Eu não sei se eu tava com muito sono quando li esse livro, mas o fato é que achei a leitura dele bem lenta e arrastada, dada a complicações pela troca constante de estilo que o autor usa na narrativa. Uma parada meio saramaguiana que rola por umas páginas faz o peão rodar bonito e ficar mais perdido do que filho da p*** em dia dos pais. Nem por isso o livro é ruim, só demora a pegar no tranco (ou quem demora sou eu, não sei). Da metade em diante ele fica excepcionalmente bom, e o final é uma porrada na sua cara. Aposto que por um desfecho como esse vocês não esperavam. Pensem só como alguém pode inventar e surpreender numa história onde você sabe que os protagonistas já estão mortos?

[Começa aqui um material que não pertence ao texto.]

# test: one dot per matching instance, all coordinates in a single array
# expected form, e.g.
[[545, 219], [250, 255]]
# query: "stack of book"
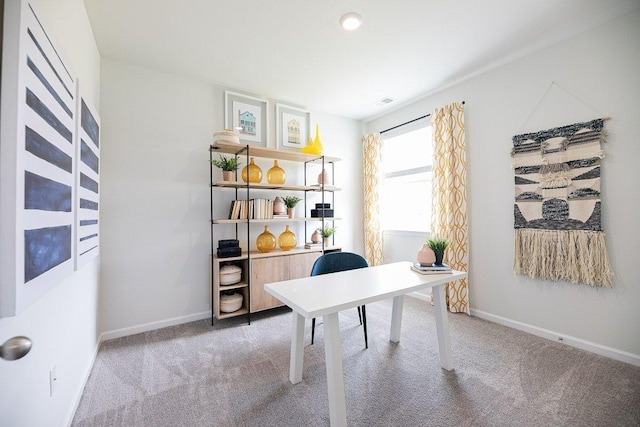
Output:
[[431, 269]]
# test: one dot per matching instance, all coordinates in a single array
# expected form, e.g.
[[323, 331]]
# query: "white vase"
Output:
[[279, 207], [324, 178]]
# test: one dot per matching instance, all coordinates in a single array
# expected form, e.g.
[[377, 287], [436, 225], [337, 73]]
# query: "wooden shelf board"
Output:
[[266, 186], [230, 287], [240, 149], [278, 252], [272, 221], [239, 312]]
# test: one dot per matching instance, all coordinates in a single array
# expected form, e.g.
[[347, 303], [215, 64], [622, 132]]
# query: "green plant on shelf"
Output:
[[327, 231], [229, 164], [438, 244], [291, 201]]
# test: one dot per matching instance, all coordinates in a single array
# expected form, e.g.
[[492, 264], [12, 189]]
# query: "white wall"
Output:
[[600, 69], [61, 324], [157, 128]]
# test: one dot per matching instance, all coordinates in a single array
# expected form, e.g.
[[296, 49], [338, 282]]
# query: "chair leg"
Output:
[[364, 320]]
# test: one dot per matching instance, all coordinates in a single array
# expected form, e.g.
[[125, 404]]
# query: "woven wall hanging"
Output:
[[558, 231]]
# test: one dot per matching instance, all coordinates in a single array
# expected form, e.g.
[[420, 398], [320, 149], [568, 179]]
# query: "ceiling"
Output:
[[294, 51]]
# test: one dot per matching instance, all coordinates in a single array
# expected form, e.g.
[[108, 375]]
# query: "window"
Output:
[[406, 189]]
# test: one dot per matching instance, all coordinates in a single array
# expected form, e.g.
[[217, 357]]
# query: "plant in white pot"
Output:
[[228, 165], [327, 231], [290, 202], [438, 246]]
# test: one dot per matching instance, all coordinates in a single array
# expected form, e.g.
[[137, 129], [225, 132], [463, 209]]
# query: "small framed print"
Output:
[[292, 127], [248, 116]]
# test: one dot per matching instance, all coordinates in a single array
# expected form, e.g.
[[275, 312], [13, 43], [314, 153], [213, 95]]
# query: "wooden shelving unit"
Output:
[[259, 268]]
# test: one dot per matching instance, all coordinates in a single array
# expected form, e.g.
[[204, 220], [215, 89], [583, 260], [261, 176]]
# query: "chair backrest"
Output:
[[338, 261]]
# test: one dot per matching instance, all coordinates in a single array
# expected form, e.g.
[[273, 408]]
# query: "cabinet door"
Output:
[[267, 270], [300, 265]]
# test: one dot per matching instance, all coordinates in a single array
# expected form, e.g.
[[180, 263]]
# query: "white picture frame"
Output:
[[293, 127], [248, 116], [37, 161]]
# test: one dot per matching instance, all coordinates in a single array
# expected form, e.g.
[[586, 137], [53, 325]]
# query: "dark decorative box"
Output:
[[229, 248], [318, 213]]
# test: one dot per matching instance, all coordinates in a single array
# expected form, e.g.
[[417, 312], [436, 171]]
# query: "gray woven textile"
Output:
[[557, 207]]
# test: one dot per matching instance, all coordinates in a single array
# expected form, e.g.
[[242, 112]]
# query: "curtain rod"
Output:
[[410, 121]]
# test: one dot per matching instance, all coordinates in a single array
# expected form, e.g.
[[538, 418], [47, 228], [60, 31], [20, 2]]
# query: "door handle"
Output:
[[15, 348]]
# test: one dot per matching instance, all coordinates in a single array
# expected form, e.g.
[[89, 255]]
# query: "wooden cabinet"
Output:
[[261, 268], [267, 270], [276, 269]]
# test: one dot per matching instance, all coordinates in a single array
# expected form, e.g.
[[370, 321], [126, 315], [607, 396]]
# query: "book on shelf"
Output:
[[251, 209], [422, 271]]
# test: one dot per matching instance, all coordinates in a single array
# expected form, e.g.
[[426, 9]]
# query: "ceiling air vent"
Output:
[[384, 101]]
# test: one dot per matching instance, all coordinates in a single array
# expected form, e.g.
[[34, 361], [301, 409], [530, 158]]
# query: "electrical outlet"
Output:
[[53, 380]]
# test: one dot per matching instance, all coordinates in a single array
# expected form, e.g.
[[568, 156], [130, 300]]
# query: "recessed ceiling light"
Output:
[[351, 21], [384, 101]]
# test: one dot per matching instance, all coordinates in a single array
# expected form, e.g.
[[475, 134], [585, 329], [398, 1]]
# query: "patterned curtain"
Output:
[[449, 202], [372, 159]]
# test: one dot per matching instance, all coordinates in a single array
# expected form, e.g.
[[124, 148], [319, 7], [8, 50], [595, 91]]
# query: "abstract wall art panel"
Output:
[[557, 207], [37, 186], [87, 182]]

Esse projeto da Companhia das Letras ficou bem bonito, mas me dá uma tristeza no coração quando os caras fazem uma coleção bem bonitinha do autor e aí resolvem mudar o padrão. Gostei das cores, principalmente: cinza e azul petróleo (azul petróleo é como eu chamo qualquer azul que eu não sei que azul é). A tradução ficou por conta, como sempre, do grande Bernardo Joffily, que traduziu a bagaça direto do albanês. Direto do albanês, gente! Acendam uma vela pra esse homem hoje à noite, que ele merece. A capa é de um cabra chamado Fabio Uehara, e, sei lá, eu gostei bastante, tá mais espontâneo que as capas da coleção do Kadaré, então ponto pra ele. Mas bem que poderiam mudar as capas então, né? No mais, papel pólen e fonte Electra, padrão da editora para caras tristes como esse. E o título original, Aksidenti, fez você aprender pelo menos uma palavra em albanês, aê garoto!

Ps: Por que diabos a letra ficou tão grande hoje?

Comentário final: 232 páginas em papel pólen. Pimba na gorduchinha (na gordinha mesmo, não na bola de futebol).